Since 80% of rare diseases are genetic diseases (4), any method that can help to detect genetic conditions can be seen as a possible way to respond to rare diseases. Earlier diagnosis and treatment of diseases like phenylketonuria can mean a better prognosis (5–7). Therefore, prenatal testing is more likely to help improve the treatment of rare diseases than newborn testing, and this is especially true for rare diseases (5,6,8). As mentioned earlier, NIPT avoids the risk of miscarriage associated with traditional invasive procedures, and this aspect means that NIPT is more likely to detect rare genetic diseases early on. Currently, NIPT is focused on detecting genetic diseases such as Trisomy 21, 18, and 13, Turner syndrome, 22q11.2 deletion syndrome, and 1p36 deletion syndrome, all of which are rare genetic diseases.

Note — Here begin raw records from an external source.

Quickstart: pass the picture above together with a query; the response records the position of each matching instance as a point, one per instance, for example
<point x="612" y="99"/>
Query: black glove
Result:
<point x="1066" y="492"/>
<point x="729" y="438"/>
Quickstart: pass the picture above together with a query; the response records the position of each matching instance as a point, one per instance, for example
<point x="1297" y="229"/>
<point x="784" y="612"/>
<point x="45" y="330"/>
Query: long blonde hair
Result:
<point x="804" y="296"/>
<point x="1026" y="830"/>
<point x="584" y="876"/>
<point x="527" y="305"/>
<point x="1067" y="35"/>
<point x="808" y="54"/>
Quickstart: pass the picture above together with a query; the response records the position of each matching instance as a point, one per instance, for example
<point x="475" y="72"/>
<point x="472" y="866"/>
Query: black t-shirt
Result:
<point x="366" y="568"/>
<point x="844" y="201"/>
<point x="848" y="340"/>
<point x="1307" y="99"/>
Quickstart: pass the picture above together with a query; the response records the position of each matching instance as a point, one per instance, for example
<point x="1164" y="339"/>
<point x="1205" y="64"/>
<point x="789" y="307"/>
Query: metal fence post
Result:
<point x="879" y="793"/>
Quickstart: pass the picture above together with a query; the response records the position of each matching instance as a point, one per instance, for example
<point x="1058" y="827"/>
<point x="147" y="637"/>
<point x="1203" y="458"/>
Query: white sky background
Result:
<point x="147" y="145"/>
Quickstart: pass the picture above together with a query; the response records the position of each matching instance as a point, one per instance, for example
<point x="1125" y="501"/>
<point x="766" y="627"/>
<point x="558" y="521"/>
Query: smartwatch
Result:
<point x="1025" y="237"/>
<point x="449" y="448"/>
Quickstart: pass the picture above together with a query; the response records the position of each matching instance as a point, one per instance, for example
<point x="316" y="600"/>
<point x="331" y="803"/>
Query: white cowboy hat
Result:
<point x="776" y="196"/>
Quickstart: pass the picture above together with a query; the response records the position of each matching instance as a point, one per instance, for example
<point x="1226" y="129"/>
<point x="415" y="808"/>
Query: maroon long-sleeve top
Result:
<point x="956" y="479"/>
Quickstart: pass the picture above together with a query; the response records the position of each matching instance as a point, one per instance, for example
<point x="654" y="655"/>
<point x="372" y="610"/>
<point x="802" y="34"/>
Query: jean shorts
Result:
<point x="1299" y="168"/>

China is a country with the world's largest population of patients with rare diseases (7), and China faces huge challenges in responding to rare diseases. Faced with these challenges, China has adopted several strategies to improve the healthcare of patients with rare diseases, including reimbursement of medical expenses for children with congenital heart disease and leukemia (9) and a new born screening program (5,10). As NIPT has matured, this technology has been marketed (11,12) (Table 1). NIPT has been implemented in China since May 2010, and most NIPT technology is from US companies (22). In China, NIPT can test for Trisomy 21, 18, and 13 just as NIPT in Europe can, but NIPT in the US can test for 4 more conditions (Turner syndrome, Triploidy detection, 22q 11.2 deletion syndrome, and 1p36 deletion syndrome). China has the largest number of tested samples, approximately twice the number in the US and 33 times that in Europe, which shows that China has a large market for NIPT.
Table 1. Current state of NIPT in the United States, Europe, and China.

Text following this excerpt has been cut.